While we have a laser-like focus on delivering value for brands, Concept Marketing allows for a broader vision for common sense concepts too. Politicians can use it to connect to the voting population on important or emotive issues like fracking. Public health workers we have talked to are keen to use it to track uptake around public health campaigns on issues such as smoking. We envision Adoreboard as the household, go-to name for tracking emotion. For example, people can track and compare the mood expressed about events such as the UK budget and even global events like the 2014 FIFA World Cup. We have a bold vision to deliver genuinely useful analytics for everybody.
What trends do you see in big data and text analysis?
The most exciting trend is the democratisation of the Web. Vast and valuable public knowledge bases, like Wikipedia, are now available and are increasingly interlinked. Crowdsourcing approaches to building and curating these knowledge bases are a particularly interesting trend. These initiatives enable the kinds of big data and text analysis that we could only dream about a few years ago. For an analytics startup, this means access to training datasets for creating and improving algorithms that were previously infeasible. More importantly, for a poverty-stricken population it means free access to the most powerful educational tool in history. Access to a mobile phone can now mean access to the sum of all human knowledge ever recorded.
Ownership of the Web will increasingly become a battleground in the coming years.
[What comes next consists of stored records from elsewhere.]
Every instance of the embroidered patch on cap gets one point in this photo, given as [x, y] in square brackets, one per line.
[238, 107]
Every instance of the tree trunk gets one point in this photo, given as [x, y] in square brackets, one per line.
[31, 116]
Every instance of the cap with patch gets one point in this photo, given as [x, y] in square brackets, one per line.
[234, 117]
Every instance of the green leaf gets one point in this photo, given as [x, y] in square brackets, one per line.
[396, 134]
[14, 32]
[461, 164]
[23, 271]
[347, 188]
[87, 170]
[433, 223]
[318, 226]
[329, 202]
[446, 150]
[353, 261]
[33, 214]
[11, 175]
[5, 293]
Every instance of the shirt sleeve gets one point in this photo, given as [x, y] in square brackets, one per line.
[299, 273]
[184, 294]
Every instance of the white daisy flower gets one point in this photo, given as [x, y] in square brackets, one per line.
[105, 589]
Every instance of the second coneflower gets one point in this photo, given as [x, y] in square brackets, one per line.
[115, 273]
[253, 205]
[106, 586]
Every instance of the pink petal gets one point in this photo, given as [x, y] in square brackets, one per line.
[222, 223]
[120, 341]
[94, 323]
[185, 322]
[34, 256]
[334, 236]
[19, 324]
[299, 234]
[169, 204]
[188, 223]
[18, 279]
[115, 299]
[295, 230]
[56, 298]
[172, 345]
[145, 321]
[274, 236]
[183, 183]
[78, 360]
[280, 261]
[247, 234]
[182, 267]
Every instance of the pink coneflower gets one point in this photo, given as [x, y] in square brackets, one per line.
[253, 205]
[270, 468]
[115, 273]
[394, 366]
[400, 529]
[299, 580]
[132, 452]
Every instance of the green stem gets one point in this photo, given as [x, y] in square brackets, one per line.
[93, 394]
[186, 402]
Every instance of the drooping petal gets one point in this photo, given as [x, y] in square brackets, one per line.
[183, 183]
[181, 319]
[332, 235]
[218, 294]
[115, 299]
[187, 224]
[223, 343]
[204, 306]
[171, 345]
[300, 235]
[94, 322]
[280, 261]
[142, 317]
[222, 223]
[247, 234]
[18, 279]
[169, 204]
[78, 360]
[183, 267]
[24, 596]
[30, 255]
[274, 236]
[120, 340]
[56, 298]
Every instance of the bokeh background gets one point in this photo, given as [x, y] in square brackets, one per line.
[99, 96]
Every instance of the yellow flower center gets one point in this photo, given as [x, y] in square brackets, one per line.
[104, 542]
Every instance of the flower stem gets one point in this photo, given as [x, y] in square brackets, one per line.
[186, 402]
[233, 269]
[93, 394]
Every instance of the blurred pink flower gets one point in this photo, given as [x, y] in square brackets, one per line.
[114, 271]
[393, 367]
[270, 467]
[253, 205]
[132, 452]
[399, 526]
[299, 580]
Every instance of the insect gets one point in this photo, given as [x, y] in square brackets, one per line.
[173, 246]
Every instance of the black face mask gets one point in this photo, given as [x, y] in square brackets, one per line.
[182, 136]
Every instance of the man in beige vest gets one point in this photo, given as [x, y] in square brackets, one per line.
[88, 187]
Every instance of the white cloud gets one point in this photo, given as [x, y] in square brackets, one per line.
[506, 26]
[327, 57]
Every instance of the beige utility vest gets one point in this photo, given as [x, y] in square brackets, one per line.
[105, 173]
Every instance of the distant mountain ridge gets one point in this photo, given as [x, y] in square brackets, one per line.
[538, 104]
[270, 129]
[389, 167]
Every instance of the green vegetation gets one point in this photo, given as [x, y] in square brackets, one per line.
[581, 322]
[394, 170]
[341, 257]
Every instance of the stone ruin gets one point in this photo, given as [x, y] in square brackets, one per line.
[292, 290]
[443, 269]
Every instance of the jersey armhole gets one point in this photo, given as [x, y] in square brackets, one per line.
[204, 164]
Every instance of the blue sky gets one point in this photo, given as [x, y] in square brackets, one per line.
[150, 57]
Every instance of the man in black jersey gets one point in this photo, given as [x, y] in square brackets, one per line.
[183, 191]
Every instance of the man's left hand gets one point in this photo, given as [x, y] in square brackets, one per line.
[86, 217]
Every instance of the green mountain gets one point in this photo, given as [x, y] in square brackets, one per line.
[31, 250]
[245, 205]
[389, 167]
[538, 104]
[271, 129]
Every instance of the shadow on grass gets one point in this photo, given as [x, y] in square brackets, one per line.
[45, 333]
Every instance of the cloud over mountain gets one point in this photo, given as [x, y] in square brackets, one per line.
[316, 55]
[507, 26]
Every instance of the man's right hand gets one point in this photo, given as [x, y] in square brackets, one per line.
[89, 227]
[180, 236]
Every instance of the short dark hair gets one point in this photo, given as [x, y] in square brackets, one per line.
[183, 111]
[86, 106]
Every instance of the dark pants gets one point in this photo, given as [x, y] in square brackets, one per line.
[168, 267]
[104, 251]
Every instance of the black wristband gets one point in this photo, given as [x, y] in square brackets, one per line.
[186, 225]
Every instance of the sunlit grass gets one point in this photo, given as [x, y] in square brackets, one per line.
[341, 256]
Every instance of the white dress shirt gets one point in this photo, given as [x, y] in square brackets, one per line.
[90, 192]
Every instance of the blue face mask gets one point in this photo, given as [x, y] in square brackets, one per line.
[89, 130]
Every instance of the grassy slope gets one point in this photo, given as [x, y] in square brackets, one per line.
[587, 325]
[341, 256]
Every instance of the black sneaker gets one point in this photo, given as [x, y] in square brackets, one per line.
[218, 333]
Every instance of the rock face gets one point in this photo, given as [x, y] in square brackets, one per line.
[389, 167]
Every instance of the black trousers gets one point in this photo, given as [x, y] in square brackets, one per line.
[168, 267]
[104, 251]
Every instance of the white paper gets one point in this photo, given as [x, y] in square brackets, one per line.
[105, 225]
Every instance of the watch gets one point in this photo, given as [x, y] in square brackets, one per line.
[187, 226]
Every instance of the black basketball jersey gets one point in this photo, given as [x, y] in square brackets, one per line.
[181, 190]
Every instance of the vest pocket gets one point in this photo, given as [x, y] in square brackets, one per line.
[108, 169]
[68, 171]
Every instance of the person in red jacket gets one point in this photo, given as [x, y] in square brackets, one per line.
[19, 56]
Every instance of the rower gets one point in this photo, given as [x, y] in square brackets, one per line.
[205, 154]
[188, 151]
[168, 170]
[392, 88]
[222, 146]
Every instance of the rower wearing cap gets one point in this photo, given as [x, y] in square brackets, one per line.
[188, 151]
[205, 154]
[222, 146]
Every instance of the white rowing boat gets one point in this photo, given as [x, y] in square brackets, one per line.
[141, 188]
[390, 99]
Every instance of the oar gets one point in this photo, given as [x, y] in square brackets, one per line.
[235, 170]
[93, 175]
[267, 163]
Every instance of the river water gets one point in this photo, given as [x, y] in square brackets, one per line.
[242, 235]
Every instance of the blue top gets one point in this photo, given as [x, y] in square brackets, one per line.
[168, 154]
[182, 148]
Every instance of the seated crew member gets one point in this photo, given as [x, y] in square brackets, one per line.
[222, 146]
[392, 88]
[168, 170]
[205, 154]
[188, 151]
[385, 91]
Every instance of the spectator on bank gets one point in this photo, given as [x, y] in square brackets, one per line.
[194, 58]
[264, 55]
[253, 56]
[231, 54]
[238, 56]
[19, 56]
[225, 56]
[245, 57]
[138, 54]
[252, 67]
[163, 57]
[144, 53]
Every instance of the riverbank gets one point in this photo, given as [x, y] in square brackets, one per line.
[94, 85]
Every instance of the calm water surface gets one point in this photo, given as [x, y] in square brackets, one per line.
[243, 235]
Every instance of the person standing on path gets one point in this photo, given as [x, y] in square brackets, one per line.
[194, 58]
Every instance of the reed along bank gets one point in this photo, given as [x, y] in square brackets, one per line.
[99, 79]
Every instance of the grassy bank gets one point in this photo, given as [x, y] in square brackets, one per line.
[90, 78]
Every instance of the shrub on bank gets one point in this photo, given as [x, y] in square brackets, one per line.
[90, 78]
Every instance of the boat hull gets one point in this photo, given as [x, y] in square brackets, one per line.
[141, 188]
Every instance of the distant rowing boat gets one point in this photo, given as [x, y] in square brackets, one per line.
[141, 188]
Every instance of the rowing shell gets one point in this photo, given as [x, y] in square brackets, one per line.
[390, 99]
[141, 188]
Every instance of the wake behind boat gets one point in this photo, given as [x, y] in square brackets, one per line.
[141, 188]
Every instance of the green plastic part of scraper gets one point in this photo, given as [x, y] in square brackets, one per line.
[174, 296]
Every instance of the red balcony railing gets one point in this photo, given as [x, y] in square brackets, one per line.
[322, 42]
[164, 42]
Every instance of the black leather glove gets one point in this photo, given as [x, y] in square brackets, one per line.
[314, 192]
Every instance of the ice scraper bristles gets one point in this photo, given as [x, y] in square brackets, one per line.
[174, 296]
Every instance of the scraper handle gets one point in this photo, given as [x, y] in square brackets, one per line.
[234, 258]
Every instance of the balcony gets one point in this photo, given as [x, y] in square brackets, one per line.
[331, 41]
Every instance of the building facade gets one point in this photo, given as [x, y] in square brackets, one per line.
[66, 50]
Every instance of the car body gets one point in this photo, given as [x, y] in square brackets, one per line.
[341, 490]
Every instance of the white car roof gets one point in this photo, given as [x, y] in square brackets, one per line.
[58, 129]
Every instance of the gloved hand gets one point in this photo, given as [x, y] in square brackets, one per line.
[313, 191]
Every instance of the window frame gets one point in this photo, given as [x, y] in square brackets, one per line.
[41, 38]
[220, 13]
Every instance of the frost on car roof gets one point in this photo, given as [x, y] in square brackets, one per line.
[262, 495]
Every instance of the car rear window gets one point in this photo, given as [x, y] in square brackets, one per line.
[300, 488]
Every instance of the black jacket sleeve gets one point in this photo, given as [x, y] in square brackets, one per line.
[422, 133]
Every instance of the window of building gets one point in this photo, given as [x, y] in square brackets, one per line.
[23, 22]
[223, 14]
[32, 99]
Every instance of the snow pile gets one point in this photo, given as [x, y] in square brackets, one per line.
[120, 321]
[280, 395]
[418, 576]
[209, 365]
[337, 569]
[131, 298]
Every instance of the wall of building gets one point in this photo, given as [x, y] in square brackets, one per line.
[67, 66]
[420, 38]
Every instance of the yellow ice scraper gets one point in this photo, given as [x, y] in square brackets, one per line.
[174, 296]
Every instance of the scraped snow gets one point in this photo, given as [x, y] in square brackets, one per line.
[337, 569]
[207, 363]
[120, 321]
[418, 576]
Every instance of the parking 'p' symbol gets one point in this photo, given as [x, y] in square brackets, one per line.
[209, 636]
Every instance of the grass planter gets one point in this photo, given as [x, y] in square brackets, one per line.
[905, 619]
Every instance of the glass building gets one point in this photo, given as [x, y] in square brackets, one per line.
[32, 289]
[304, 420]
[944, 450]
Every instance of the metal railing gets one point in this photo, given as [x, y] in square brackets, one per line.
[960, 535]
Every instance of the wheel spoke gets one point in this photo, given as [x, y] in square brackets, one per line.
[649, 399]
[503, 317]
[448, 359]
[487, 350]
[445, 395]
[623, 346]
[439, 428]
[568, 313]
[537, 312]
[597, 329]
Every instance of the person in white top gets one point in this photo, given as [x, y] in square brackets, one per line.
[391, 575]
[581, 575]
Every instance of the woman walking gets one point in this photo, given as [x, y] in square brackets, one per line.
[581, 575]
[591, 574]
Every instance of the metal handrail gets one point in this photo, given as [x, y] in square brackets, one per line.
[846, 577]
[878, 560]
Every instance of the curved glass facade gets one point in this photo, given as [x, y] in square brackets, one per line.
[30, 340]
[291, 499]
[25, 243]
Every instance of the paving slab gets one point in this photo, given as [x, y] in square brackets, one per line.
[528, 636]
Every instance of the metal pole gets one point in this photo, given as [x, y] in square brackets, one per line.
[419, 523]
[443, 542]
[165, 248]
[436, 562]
Especially when you contrast moves by large corporations to silo and restrict access with Tim Berners-Lee’s (commonly credited as the inventor of the Web) recent call to arms to make access to the Web a basic human right under UN convention. I believe ‘good’ will prevail in that the Web will remain unbowed and free for all. It will be interesting for those of you on the sidelines to watch as lawyers and politicians in particular are going to need to read up on their technology to avoid not just embarrassment but genuine controversy in the face of an increasingly tech-savvy, empowered and globally-unified public.
Agile and lean development are the big start-up buzz words – how does Adoreboard approach this?
We approach agile by prioritising what user stories we will deliver next based on how much business value that will provide to our customers. We approach lean development by explicitly not expending resources on lower value stories. From day one, we have included potential customers in the product design lifecycle. We have reached out to our substantial network of contacts in the marketing world and have done the legwork to make it easy for them to help us understand their needs. The result is one of our prize assets: what is known as a user story tree which we have elicited from our customers and cultivate during regular “story time” sessions that identify and add value to overlapping themes and commonly encountered pain points.
As engineers at Adoreboard, we do not play with the latest tech just for the sake of it: everything we do is connected back to the user’s story. Even necessary infrastructural changes “under the hood” are tied back to how that improves life for the customer in measurable quantities like time and money. Agile and lean methodology are not buzzwords to us, they are what we live and die by.
Tell us two things we might not know about you?
I enjoy rugby and played with Belfast Harlequins 4th XV until 2013 when I signed off with a McCambley Cup winning performance at Ravenhill stadium. I played at 13, the same position as Ireland’s legendary Brian O’Driscoll! I also have a hobby in game development.